Bij het analyseren van de onderzoeken is naar voren gekomen dat er niet altijd voldoende informatie beschikbaar is. Daarom zijn er drie opties gebruikt bij de inventarisatie van de problemen: Van toepassing, niet van toepassing of gegevens onbekend. Hierdoor kan de volledigheid van de informatie worden weergeven.

In de bovenste rij zijn de instellingen geplaatst, waar een onderzoek naar gedaan is. Het gaat om de zorginstellingen, kinderdagverblijven en (particuliere) justitiële inrichtingen. De eerste kolom laat zien waarop de instellingen zijn getoetst. Deze onderdelen zijn onderverdeeld in de drie

basiselementen van de brandveiligheid, de bouwkundige, installatietechnische en organisatorische brandveiligheid. Daardoor kan er in een later stadium van het onderzoek beter onderscheid tussen de problemen gemaakt worden, zodat deze beter aangepakt worden.

De problemen die zijn geconstateerd in de onderzoeken zijn uitgewerkt in ‘Bijlage 1 Toelichting Tabel Hoofdstuk 1.2.2’. Deze problemen zijn uitgewerkt op een manier dat het overeen komt met de cijfers uit tabel 1.2.2.

Constateringen tabel:

De tabel laat zien dat veruit de meeste problemen worden geconstateerd in zorginstellingen. De problemen zijn terug te vinden in alle aspecten van brandveiligheid.

Op bouwkundig niveau zijn de meest problemen geconstateerd met de brandcompartimentering en de voorzieningen die veilig vluchten uit een gebouw moeten waarborgen. Denk hier bij aan

brandveiligheidsvoorzieningen die niet goed zijn afgewerkt of zelfs niet zijn aangebracht. Ook vluchtwegen met een te grote loopafstand, vormen een groot probleem.

De problemen met installaties zijn vooral met brandmeld- en detectiesystemen. Het niet naar behoren werken van de BMI zorgt voor de meeste problemen.

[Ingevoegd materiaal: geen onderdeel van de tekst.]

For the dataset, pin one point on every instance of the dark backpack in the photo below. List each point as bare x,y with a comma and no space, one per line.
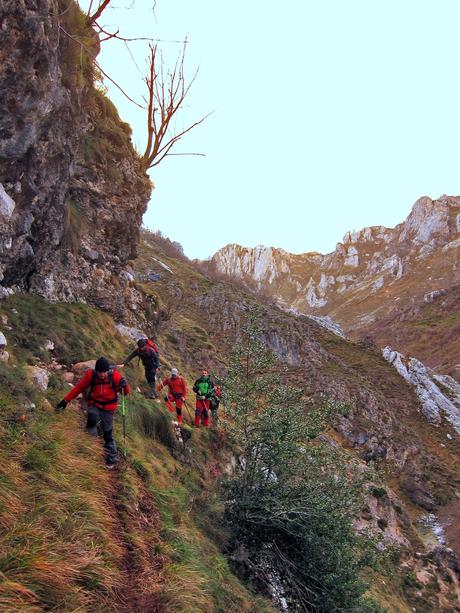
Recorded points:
89,390
151,344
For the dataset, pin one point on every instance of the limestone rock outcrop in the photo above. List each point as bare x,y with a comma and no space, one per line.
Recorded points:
439,394
72,188
374,282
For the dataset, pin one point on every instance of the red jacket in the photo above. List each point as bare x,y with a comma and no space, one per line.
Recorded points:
102,394
176,385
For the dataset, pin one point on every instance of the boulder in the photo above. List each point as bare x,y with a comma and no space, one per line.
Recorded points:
69,377
39,376
80,368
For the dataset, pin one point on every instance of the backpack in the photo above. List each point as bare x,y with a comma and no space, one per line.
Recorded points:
89,390
151,344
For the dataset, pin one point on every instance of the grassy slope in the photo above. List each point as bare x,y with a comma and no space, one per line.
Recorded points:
76,537
189,340
158,546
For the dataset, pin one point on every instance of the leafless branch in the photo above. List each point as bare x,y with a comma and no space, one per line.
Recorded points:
165,98
95,16
96,63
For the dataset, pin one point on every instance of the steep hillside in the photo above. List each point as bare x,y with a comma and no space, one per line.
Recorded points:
375,276
385,425
72,188
75,537
148,537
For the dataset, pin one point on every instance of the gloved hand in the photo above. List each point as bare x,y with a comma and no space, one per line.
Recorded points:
61,406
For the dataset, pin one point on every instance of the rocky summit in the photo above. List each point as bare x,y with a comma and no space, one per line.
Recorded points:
329,478
379,282
72,188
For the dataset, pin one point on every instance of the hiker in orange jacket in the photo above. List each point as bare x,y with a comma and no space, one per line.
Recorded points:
102,386
177,392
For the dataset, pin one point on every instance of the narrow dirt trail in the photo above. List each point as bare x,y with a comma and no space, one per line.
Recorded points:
137,526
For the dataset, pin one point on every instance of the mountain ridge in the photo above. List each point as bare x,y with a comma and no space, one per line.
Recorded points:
375,275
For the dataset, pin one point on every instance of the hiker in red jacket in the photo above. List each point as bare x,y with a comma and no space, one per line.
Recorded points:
177,392
102,386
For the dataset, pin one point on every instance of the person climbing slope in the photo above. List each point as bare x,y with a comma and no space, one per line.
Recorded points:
147,352
102,386
215,401
203,388
177,392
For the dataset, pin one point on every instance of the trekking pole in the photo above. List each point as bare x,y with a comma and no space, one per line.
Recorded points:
189,414
123,415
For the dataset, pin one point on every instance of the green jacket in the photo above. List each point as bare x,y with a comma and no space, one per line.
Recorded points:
203,387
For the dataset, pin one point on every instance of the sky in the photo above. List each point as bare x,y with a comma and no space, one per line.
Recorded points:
328,115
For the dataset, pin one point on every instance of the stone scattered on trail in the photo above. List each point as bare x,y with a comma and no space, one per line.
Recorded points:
7,204
4,355
39,376
133,333
69,377
81,367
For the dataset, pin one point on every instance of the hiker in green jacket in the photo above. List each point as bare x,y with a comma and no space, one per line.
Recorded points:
203,388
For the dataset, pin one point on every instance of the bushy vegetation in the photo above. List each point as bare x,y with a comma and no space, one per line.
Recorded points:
290,507
74,536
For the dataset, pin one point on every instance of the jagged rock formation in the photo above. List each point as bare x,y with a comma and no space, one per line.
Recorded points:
72,188
374,274
439,394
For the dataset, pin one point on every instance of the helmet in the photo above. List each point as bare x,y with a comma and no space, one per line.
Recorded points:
102,365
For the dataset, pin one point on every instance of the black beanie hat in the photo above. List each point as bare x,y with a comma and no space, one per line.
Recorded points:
102,365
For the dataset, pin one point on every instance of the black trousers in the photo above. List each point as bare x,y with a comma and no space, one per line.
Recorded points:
105,419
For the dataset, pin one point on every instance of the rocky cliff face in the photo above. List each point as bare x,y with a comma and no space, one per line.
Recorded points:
373,274
72,189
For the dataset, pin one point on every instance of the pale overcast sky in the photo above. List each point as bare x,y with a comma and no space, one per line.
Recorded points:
330,115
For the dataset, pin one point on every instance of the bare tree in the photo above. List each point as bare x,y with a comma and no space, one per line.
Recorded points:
165,94
92,18
166,97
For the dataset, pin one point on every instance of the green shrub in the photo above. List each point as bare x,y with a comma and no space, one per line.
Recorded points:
377,492
291,507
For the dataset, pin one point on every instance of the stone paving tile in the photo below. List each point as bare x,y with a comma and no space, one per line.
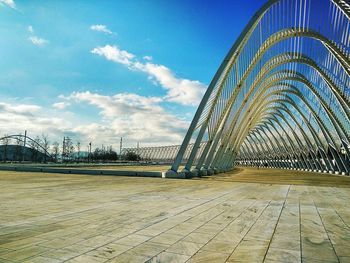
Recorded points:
24,253
109,251
57,218
41,259
283,255
169,258
184,248
86,258
166,238
208,257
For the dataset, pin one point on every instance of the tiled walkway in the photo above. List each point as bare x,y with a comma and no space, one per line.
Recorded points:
76,218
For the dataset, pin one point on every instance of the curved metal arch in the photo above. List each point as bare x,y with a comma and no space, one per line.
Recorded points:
26,137
300,59
232,95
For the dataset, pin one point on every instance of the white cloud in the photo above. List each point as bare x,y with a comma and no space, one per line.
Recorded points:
182,91
30,29
15,118
115,54
38,41
9,3
132,116
101,28
60,105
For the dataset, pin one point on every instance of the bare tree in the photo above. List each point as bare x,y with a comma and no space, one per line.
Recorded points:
5,143
55,150
78,150
45,144
19,151
67,148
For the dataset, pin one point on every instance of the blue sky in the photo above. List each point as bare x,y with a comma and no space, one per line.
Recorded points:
99,70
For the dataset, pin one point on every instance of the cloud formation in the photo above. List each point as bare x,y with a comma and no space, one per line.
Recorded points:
38,41
114,54
101,28
9,3
60,105
179,90
132,116
30,29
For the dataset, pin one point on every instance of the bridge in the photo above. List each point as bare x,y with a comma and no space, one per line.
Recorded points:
281,96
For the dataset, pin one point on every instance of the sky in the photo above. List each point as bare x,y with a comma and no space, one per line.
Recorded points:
100,70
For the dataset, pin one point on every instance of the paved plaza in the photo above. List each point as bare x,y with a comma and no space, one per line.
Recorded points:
287,216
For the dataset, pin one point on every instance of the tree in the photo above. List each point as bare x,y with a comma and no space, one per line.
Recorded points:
67,148
78,149
5,143
131,156
55,150
19,151
45,144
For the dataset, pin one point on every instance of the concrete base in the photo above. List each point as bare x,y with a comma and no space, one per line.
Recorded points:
172,174
202,172
194,172
210,171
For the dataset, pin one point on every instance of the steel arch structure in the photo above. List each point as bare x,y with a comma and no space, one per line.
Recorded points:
281,97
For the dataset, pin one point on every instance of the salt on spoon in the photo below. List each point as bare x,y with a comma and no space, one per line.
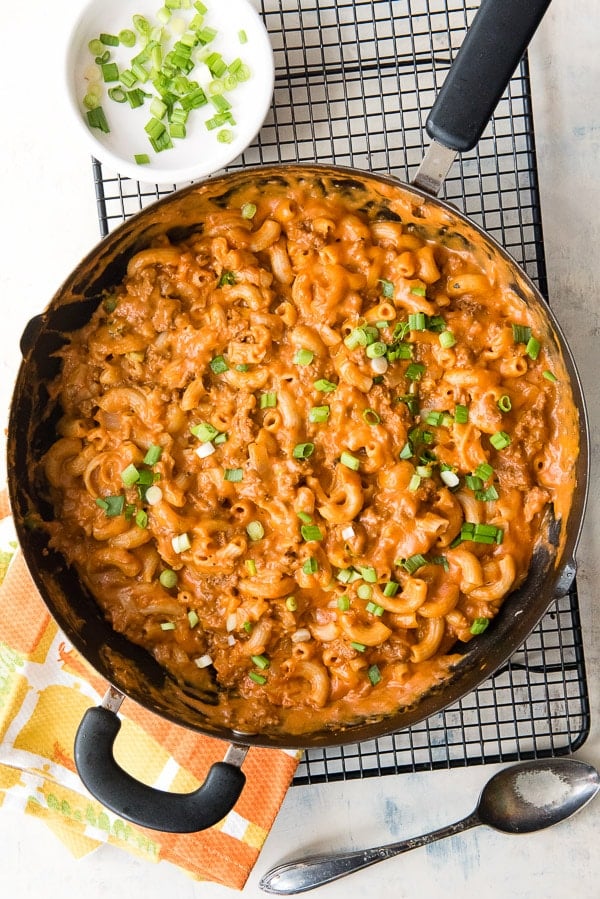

Daarnaast wordt een niet

functionerende BMI, niet gecertificeerd , terwijl dat in een aantal gevallen wel wordt geëist in het bouwbesluit 2012(in bijlage I. Brandmeldinstallaties).

De organisatorische problemen zijn in de meeste gevallen met de gebruiksvoorschriften van een gebouw. Voorkomende problemen zijn dan ook dat logboeken voor de BMI niet goed of correct ingevuld worden. Of de vergunningsstukken rondom het gebruik (o.a. ontruimingsplan) zijn niet meer actueel.

1.3.2 Onderzoek cijfers

In deze paragraaf zal het onderzoek naar de statistieken worden toegelicht. Het Centraal Bureau voor de Statistiek houdt ieder jaar de cijfers bij van de brandweer. Deze cijfers worden gepubliceerd in Brandweerstatistiek. In dit onderzoek zal het gaan over de jaren 2010,2011 en 2012. Ten tijden van het onderzoek is waren er nog geen landelijke cijfers bekend over 2013.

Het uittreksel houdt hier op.